Auf der einen Seite wird getanzt und gejubelt, auf der anderen geweint und protestiert. Die Spaltung Brasiliens hat sich bereits während der Amtszeit von Jair Bolsonaro (2019-2022) gezeigt und erst recht, nachdem er im Oktober 2022 abgewählt worden war und seine Anhänger am 8. Januar 2023 beim Amtsantritt von Luiz Inácio Lula da Silva den Kongress, den Präsidentensitz und das Oberste Gericht von Brasília stürmten.
Bolsonaro hat das südamerikanische Land verändert. Durch ganze Familien ging ein Riss, auch unter den in Luxemburg lebenden Brasilianern. Der Rechtsradikale zog zwar im Laufe seiner Amtszeit viel Unmut auf sich, kann sich aber bis heute auf treue Unterstützer verlassen – auf fanatische Bolsonaristas wie auf Gemäßigte. Wie einst Donald Trump erklärte der „Tropen-Trump“, er werde das Wahlergebnis nur im Falle seines Sieges anerkennen. Früh stellte sich die Frage, ob die demokratischen Institutionen stark genug seien.
Letzteres scheint nun der Fall zu sein: Eine fünfköpfige Kammer des Obersten Gerichtshofs sprach den Ultrarechten des geplanten Staatsstreichs schuldig und verurteilte ihn zu 27 Jahren und drei Monaten Gefängnis. Für den Schuldspruch stimmten vier Richter, einer dagegen. Außer Bolsonaro wurden weitere Angeklagte, darunter Minister und Generäle, zu Haftstrafen verurteilt. Es gilt als erwiesen, dass die Gruppe einen gewaltsamen Umsturz plante – mithilfe eines geheimen Waffenlagers und mit dem Plan, Lula zu ermorden. Brasilien sei fast zur Diktatur zurückgekehrt, erklärte Richter Alexandre de Moraes. Doch die Demokratie sei noch nie so stark gewesen, heißt es nach dem historischen Urteil in dem Land, in dem zuvor die Verantwortlichen für Verbrechen des Militärregimes (1964-1985) nie zur Rechenschaft gezogen worden waren.

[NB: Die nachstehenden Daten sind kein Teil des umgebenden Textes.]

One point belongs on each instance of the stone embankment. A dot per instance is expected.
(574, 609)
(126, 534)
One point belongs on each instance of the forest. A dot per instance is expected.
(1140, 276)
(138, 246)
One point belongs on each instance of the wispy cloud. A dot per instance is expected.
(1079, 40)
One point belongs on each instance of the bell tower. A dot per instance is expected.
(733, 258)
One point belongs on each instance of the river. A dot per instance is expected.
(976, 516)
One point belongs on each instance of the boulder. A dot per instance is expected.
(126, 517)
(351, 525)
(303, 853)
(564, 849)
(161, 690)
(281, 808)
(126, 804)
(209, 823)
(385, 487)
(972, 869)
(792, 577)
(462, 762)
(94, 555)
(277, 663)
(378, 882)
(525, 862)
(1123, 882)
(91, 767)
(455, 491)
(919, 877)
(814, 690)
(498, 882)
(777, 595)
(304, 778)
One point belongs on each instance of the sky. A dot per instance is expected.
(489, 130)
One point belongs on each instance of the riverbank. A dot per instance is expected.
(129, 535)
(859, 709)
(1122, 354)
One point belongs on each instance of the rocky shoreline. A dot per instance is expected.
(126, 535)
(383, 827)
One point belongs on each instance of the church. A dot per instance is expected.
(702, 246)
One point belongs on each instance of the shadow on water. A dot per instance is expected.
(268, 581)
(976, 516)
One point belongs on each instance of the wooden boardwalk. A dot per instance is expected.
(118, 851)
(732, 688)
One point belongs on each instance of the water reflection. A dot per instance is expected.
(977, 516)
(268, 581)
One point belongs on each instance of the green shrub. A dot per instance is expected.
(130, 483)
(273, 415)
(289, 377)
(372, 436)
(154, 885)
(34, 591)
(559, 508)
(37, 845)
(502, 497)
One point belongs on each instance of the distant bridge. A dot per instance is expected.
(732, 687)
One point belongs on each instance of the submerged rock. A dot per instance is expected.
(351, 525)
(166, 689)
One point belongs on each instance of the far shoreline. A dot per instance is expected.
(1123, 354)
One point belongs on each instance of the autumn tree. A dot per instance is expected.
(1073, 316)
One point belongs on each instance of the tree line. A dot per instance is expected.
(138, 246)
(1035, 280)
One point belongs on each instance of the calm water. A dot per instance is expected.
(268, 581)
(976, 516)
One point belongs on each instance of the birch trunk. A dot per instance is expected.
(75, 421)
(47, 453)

Die Anwälte des Ex-Staatschefs werden dessen Verlegung in den Hausarrest beantragen. Die Verteidigung kündigte zudem an, in Berufung zu gehen. Derweil dürften die Proteste der Bolsonaristas schon an diesem Wochenende zunehmen. Auch international wird Druck aufgebaut: So sprach US-Außenminister Marco Rubio von „politischer Verfolgung“ und kündigte an, dass Washington „angemessen auf die Hexenjagd reagieren“ werde. Derweil erklärte Lula, Brasilien werde auf neue Zölle und Sanktionen aus den USA reagieren.
Die Justiz erwies sich mit dem Urteil bisher als standhaft. Der Bolsonarismus scheint geschwächt zu sein. Einige Beobachter befürchten eine Radikalisierung oder Zersplitterung, andere sehen bereits Nachfolger des Verurteilten in Stellung: etwa der Gouverneur von São Paulo, Tarcísio de Freitas, oder Bolsonaros Söhne Carlos, Eduardo und Flávio. Der Bolsonarismus ist nicht tot – und das Land gespalten.